No saben que las está reuniendo
para golpearlas y pisotearlas
como a gavillas de grano
en el campo de trillar.
«¡Levántate y aplasta a las naciones,
oh Jerusalén! —dice el Señor—.
Pues te daré cuernos de hierro
y pezuñas de bronce,
para que pisotees a muchas naciones
hasta reducirlas a polvo.
Presentarás al Señor
las riquezas mal habidas de esas naciones,
sus tesoros al Señor de toda la tierra».


Miqueas 4:11-13 NTV




 



AL NORTE DE ISRAEL
SE DERRAMA UNA OLLA
DE AGUA HIRVIENDO:

Después el Señor
me habló nuevamente.
—¿Qué es lo que ves ahora?
—me preguntó.
—Veo una olla de agua hirviendo
que se derrama desde el norte
—contesté. —Sí —dijo el Señor —,
porque el terror del norte hervirá
y se derramará sobre la gente de esta tierra.
¡Escucha!

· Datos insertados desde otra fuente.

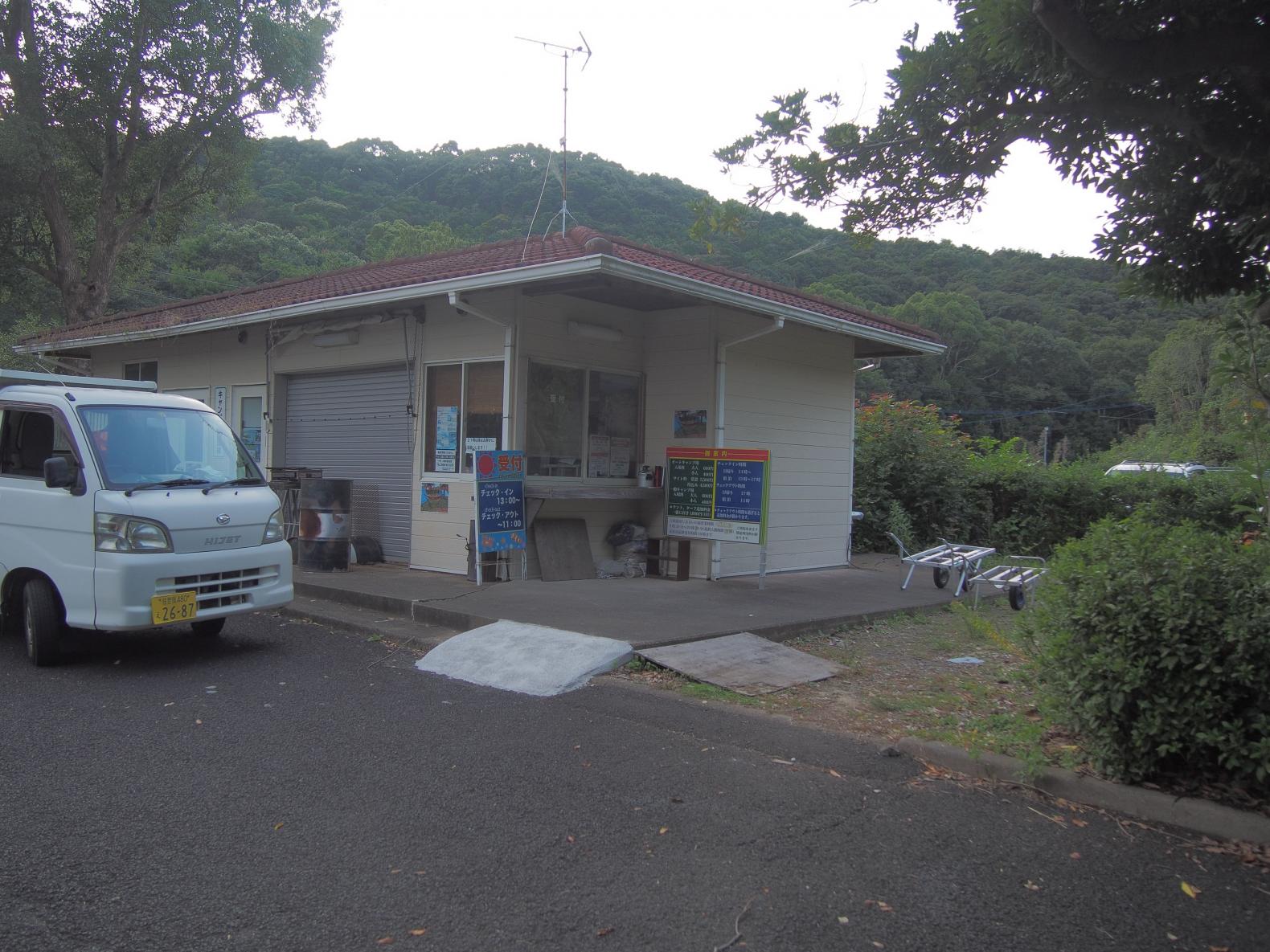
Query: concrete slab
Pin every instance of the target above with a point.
(643, 612)
(744, 663)
(529, 659)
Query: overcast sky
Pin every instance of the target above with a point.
(667, 84)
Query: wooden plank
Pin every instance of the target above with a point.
(744, 663)
(564, 550)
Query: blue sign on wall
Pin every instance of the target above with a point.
(499, 501)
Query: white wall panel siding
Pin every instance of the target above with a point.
(793, 393)
(356, 426)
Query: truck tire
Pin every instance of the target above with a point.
(207, 627)
(42, 622)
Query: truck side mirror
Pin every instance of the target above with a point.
(57, 472)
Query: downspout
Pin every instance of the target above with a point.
(508, 338)
(720, 378)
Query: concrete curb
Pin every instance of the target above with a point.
(1186, 812)
(407, 608)
(368, 622)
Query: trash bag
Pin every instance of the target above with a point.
(629, 541)
(621, 532)
(619, 569)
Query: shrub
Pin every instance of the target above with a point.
(907, 456)
(1156, 649)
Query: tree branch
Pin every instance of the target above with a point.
(1198, 51)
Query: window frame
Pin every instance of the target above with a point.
(461, 470)
(141, 365)
(584, 446)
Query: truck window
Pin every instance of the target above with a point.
(136, 444)
(30, 437)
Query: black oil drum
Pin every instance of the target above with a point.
(326, 525)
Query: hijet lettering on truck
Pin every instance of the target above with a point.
(499, 501)
(718, 492)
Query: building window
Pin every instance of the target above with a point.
(582, 423)
(141, 370)
(464, 413)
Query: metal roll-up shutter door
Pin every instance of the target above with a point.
(356, 427)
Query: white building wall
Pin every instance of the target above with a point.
(793, 393)
(680, 370)
(790, 391)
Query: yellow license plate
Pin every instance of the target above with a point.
(174, 607)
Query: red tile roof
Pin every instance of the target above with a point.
(470, 262)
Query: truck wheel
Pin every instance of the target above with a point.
(208, 627)
(42, 622)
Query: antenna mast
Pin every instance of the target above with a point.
(564, 52)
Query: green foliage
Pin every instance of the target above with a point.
(921, 479)
(1153, 104)
(1156, 645)
(390, 240)
(908, 459)
(117, 117)
(1026, 334)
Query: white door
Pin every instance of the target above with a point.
(248, 420)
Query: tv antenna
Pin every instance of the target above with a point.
(564, 52)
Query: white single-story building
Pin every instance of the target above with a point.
(589, 353)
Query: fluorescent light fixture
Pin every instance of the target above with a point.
(596, 332)
(337, 338)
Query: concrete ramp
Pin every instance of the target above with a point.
(529, 659)
(744, 663)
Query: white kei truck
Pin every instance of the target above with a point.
(122, 509)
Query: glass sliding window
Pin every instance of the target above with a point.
(444, 394)
(612, 426)
(483, 409)
(462, 413)
(141, 370)
(554, 420)
(584, 423)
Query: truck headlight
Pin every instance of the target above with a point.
(273, 529)
(127, 533)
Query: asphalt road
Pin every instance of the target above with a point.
(295, 787)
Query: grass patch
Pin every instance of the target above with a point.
(709, 692)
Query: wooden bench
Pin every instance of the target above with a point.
(665, 553)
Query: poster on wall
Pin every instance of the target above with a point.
(447, 438)
(477, 444)
(620, 457)
(690, 424)
(435, 498)
(597, 456)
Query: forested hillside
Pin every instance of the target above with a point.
(1034, 341)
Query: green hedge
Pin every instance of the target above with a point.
(917, 476)
(1156, 649)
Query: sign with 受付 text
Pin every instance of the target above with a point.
(499, 501)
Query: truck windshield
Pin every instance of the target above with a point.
(137, 444)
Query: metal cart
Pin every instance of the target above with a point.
(1018, 577)
(944, 560)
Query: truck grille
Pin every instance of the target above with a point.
(220, 589)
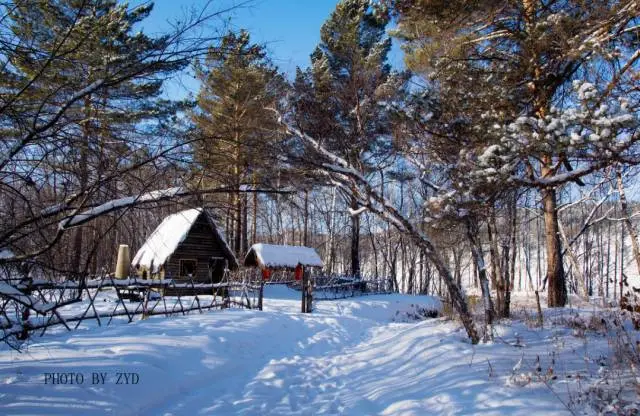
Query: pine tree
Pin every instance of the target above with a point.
(341, 99)
(80, 111)
(91, 42)
(240, 87)
(512, 59)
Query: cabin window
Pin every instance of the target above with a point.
(188, 268)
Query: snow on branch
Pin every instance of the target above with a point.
(116, 204)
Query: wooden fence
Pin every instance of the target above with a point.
(30, 307)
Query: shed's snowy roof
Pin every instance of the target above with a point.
(166, 238)
(271, 255)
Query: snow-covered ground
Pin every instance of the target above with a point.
(356, 356)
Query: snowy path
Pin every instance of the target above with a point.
(348, 357)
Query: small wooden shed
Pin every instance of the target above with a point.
(187, 244)
(272, 256)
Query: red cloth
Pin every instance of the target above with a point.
(266, 274)
(298, 272)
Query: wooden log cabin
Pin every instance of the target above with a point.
(186, 245)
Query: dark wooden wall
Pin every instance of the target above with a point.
(200, 244)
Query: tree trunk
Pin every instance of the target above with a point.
(496, 272)
(573, 259)
(473, 236)
(355, 241)
(556, 286)
(305, 230)
(626, 212)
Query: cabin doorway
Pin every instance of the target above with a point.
(216, 269)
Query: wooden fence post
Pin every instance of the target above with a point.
(307, 292)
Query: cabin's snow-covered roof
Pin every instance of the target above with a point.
(165, 239)
(271, 255)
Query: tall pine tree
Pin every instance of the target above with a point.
(235, 123)
(342, 98)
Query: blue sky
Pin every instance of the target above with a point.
(290, 29)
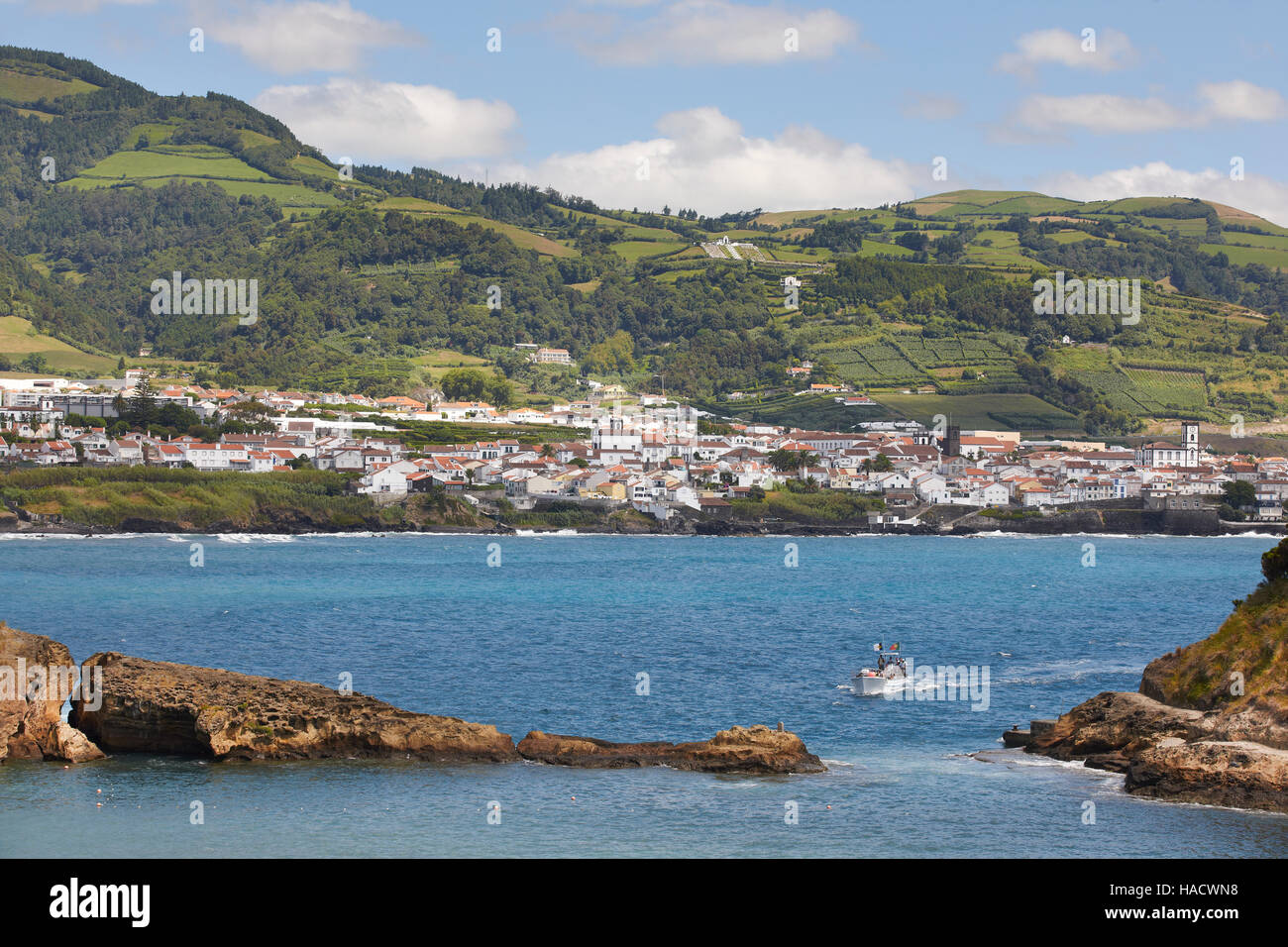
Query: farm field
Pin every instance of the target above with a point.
(524, 239)
(984, 411)
(27, 81)
(18, 339)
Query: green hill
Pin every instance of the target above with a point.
(362, 277)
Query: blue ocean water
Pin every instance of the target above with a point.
(554, 638)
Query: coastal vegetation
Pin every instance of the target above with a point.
(160, 499)
(815, 508)
(368, 277)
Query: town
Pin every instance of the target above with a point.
(656, 457)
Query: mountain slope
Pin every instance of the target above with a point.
(361, 273)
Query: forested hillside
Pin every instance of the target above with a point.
(366, 275)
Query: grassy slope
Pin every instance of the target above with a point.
(1252, 642)
(191, 499)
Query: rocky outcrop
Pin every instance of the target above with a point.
(37, 678)
(156, 706)
(1211, 720)
(735, 750)
(1239, 774)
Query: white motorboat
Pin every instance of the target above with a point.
(890, 672)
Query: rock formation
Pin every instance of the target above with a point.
(156, 706)
(37, 676)
(737, 750)
(1211, 720)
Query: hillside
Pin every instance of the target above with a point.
(1244, 664)
(1210, 723)
(373, 279)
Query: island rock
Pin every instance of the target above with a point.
(737, 750)
(155, 706)
(37, 678)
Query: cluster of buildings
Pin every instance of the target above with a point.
(649, 455)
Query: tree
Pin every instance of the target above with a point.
(464, 384)
(142, 408)
(1239, 493)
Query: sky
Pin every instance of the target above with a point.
(722, 106)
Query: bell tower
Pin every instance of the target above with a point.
(1190, 442)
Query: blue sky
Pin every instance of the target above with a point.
(706, 103)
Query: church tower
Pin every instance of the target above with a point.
(1190, 442)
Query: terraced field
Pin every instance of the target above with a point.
(1022, 412)
(27, 81)
(522, 237)
(876, 363)
(1153, 392)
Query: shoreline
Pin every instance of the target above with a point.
(571, 532)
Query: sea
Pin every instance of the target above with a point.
(634, 638)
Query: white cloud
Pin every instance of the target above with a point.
(303, 37)
(1106, 51)
(1106, 114)
(930, 107)
(1241, 101)
(390, 123)
(702, 158)
(1254, 193)
(711, 31)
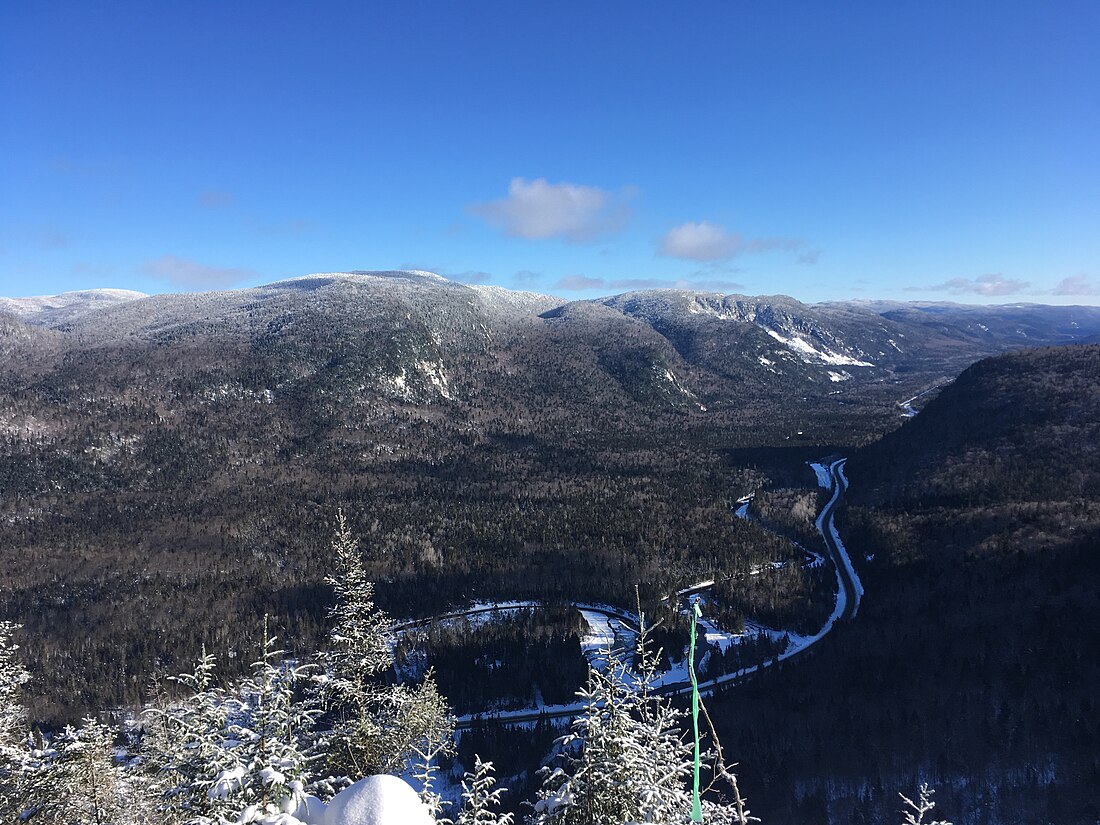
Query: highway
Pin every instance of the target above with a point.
(849, 593)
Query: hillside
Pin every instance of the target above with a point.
(171, 458)
(974, 659)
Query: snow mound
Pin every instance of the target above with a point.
(378, 800)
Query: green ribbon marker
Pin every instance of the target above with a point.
(696, 809)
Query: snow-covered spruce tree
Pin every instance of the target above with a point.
(480, 799)
(915, 811)
(185, 741)
(13, 733)
(625, 759)
(235, 758)
(376, 726)
(79, 780)
(274, 730)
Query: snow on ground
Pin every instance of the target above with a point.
(811, 354)
(378, 800)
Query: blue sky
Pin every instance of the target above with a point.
(917, 151)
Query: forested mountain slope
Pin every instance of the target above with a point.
(171, 465)
(975, 656)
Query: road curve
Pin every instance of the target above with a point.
(849, 593)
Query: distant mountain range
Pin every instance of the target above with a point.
(183, 455)
(414, 337)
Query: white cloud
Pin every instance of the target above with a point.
(538, 209)
(194, 275)
(705, 241)
(701, 241)
(580, 283)
(1077, 285)
(989, 285)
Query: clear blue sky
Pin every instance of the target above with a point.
(932, 151)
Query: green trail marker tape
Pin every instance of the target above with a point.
(696, 809)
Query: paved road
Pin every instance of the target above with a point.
(849, 592)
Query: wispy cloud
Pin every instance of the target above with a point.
(1077, 285)
(705, 241)
(585, 283)
(470, 276)
(217, 199)
(194, 275)
(580, 284)
(990, 285)
(526, 277)
(537, 209)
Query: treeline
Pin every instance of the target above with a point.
(507, 661)
(974, 658)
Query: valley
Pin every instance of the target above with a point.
(172, 466)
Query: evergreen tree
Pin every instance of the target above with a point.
(480, 800)
(376, 726)
(625, 759)
(916, 811)
(235, 758)
(13, 734)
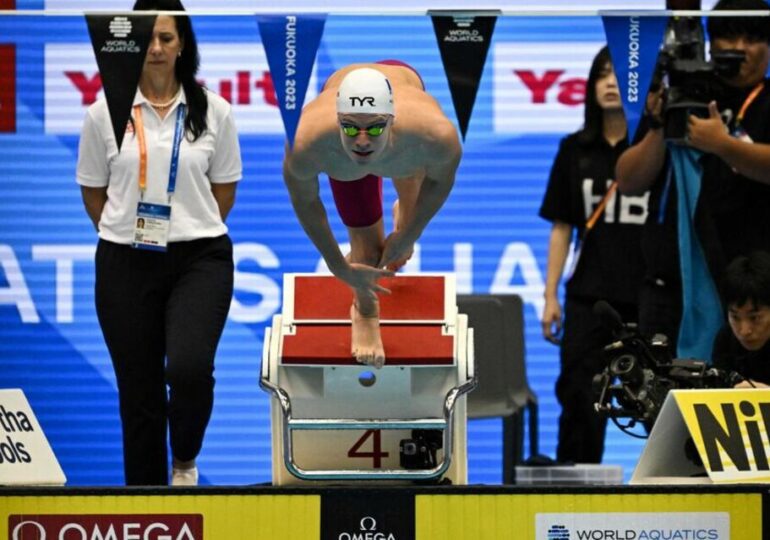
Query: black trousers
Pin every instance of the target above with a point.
(581, 428)
(660, 310)
(162, 315)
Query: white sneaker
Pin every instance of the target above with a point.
(184, 477)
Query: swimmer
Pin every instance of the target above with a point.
(371, 121)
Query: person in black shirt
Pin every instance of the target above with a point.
(580, 191)
(743, 345)
(735, 194)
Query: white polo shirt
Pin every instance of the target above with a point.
(214, 158)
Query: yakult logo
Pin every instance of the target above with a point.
(240, 75)
(368, 531)
(538, 89)
(106, 527)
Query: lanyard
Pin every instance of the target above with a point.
(178, 132)
(600, 208)
(749, 100)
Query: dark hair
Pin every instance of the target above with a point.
(755, 28)
(747, 279)
(593, 122)
(186, 65)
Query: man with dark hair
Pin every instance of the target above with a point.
(743, 345)
(735, 190)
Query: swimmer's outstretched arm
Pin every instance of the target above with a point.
(311, 213)
(439, 179)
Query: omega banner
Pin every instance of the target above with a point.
(372, 513)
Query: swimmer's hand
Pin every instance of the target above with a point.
(396, 252)
(364, 278)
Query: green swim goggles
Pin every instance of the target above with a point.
(373, 131)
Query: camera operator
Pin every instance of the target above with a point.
(735, 191)
(743, 345)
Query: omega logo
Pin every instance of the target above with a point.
(368, 526)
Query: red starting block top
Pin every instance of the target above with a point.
(324, 344)
(311, 300)
(328, 298)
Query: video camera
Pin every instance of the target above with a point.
(692, 81)
(641, 372)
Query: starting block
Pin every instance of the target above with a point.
(334, 419)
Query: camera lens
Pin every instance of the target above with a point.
(409, 448)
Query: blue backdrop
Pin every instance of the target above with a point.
(488, 232)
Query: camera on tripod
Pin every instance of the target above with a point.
(419, 452)
(691, 81)
(640, 373)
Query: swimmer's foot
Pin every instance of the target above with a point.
(366, 343)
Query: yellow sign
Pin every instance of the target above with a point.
(730, 431)
(174, 517)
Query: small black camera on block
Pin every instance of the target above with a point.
(420, 451)
(640, 373)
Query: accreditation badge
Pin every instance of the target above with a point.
(740, 134)
(151, 226)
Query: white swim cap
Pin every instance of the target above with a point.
(365, 90)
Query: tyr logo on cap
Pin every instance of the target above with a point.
(368, 100)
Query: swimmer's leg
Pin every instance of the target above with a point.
(366, 343)
(408, 189)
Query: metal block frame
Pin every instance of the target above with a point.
(322, 413)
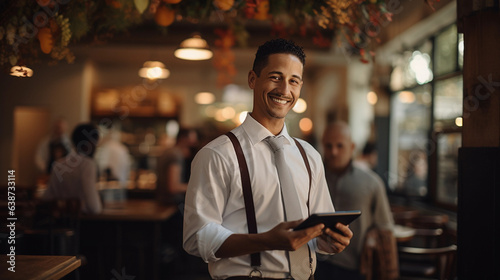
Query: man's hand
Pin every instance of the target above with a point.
(334, 242)
(282, 236)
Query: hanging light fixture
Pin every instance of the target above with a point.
(154, 70)
(21, 71)
(194, 48)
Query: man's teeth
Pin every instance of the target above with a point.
(279, 100)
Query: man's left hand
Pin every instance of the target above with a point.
(334, 242)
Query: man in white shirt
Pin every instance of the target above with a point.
(75, 176)
(215, 224)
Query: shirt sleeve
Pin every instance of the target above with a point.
(382, 212)
(205, 201)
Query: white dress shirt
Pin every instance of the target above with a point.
(75, 176)
(215, 206)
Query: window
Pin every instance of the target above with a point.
(426, 111)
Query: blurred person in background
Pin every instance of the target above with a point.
(368, 158)
(351, 188)
(113, 157)
(174, 167)
(75, 176)
(54, 146)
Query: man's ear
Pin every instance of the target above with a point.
(252, 76)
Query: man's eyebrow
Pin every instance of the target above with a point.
(280, 73)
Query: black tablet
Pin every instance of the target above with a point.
(329, 219)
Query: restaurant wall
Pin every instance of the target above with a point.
(61, 89)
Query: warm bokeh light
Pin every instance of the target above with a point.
(305, 125)
(219, 116)
(300, 106)
(406, 97)
(372, 98)
(154, 70)
(194, 48)
(21, 71)
(210, 111)
(204, 98)
(228, 112)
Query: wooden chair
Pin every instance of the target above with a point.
(433, 263)
(431, 253)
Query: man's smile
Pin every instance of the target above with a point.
(278, 98)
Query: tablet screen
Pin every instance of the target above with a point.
(329, 219)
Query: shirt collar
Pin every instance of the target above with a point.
(257, 132)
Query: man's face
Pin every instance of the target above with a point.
(337, 148)
(277, 89)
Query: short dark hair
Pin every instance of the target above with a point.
(370, 147)
(276, 46)
(85, 137)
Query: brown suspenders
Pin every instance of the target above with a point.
(247, 189)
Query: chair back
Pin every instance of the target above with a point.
(442, 262)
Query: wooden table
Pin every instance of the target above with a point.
(38, 267)
(125, 235)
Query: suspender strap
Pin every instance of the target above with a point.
(247, 193)
(308, 167)
(247, 190)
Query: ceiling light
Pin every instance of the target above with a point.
(194, 48)
(372, 98)
(300, 106)
(154, 70)
(204, 98)
(21, 71)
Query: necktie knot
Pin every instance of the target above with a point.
(275, 142)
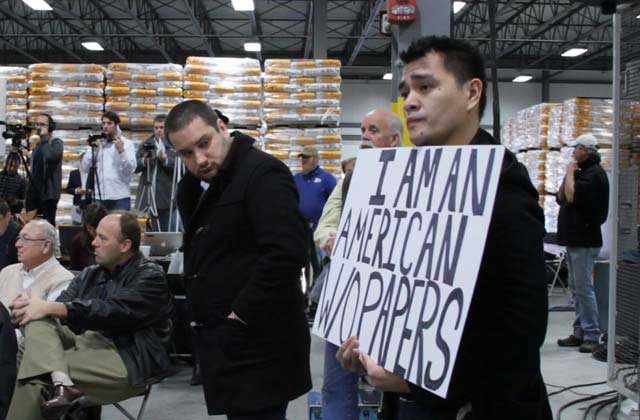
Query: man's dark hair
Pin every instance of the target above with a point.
(184, 113)
(91, 216)
(4, 208)
(460, 59)
(111, 116)
(129, 228)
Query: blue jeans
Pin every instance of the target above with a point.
(580, 262)
(120, 204)
(339, 388)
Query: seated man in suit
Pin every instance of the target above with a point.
(37, 268)
(100, 338)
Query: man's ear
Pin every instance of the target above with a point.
(474, 89)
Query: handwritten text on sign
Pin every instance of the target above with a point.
(407, 255)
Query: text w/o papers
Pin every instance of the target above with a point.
(407, 255)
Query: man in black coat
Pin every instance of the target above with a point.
(497, 370)
(584, 206)
(156, 157)
(101, 338)
(9, 230)
(46, 171)
(244, 251)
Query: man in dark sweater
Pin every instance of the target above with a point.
(497, 369)
(8, 233)
(13, 185)
(46, 171)
(584, 205)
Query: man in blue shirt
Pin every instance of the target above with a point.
(314, 186)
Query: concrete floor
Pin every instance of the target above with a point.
(175, 399)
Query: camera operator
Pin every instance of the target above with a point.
(156, 157)
(13, 186)
(114, 157)
(45, 184)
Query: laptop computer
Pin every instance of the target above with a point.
(162, 243)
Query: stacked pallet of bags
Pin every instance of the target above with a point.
(302, 92)
(139, 92)
(72, 94)
(75, 144)
(231, 85)
(286, 143)
(302, 108)
(586, 115)
(16, 94)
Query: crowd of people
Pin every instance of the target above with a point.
(250, 229)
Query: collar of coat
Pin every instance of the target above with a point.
(240, 144)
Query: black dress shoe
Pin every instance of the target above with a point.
(196, 376)
(62, 401)
(571, 341)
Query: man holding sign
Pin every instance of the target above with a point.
(412, 272)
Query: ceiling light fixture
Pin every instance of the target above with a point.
(458, 5)
(92, 46)
(38, 4)
(574, 52)
(252, 46)
(522, 78)
(243, 5)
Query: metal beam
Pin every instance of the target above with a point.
(61, 11)
(203, 25)
(48, 39)
(307, 31)
(579, 38)
(20, 51)
(151, 20)
(365, 30)
(256, 29)
(320, 13)
(593, 56)
(542, 28)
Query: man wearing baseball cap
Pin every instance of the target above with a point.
(584, 205)
(314, 185)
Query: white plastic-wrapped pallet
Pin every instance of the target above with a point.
(139, 92)
(551, 209)
(302, 92)
(231, 85)
(586, 115)
(71, 93)
(16, 94)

Estoy llamando
a los ejércitos de los reinos del norte
para que vengan a Jerusalén.
¡Yo, el Señor , he hablado!
»Establecerán sus tronos
a las puertas de la ciudad;
atacarán los muros de Jerusalén
y a todas las demás ciudades de Judá.
[...]
Mira, hoy te he hecho fuerte,
como ciudad fortificada
que no se puede conquistar,
como columna de hierro
o pared de bronce.

Te enfrentarás contra toda esta tierra:
contra los reyes, los funcionarios,
los sacerdotes y el pueblo de Judá.
Ellos pelearán contra ti, pero fracasarán,
porque yo estoy contigo y te protegeré.
¡Yo, el Señor , he hablado!


Jeremías 1:13-‬15, ‬18-‬19 NTV


Solo tú, Dios mío,
me proteges como un escudo;
y con tu poder me das nueva vida.
No me asustan los muchos enemigos
que me tienen acorralado.
¡Dios mío, levántate y ponme a salvo!
¡Rómpeles la cara a mis enemigos!
¡Rómpeles los dientes a los malvados!
Dios mío, solo tú puedes salvarme;
¡bendice a tu pueblo!


Salmos 3:3, 6-8 TLAI


CÚPULA DE HIERRO
Y RAYO
DE HIERRO.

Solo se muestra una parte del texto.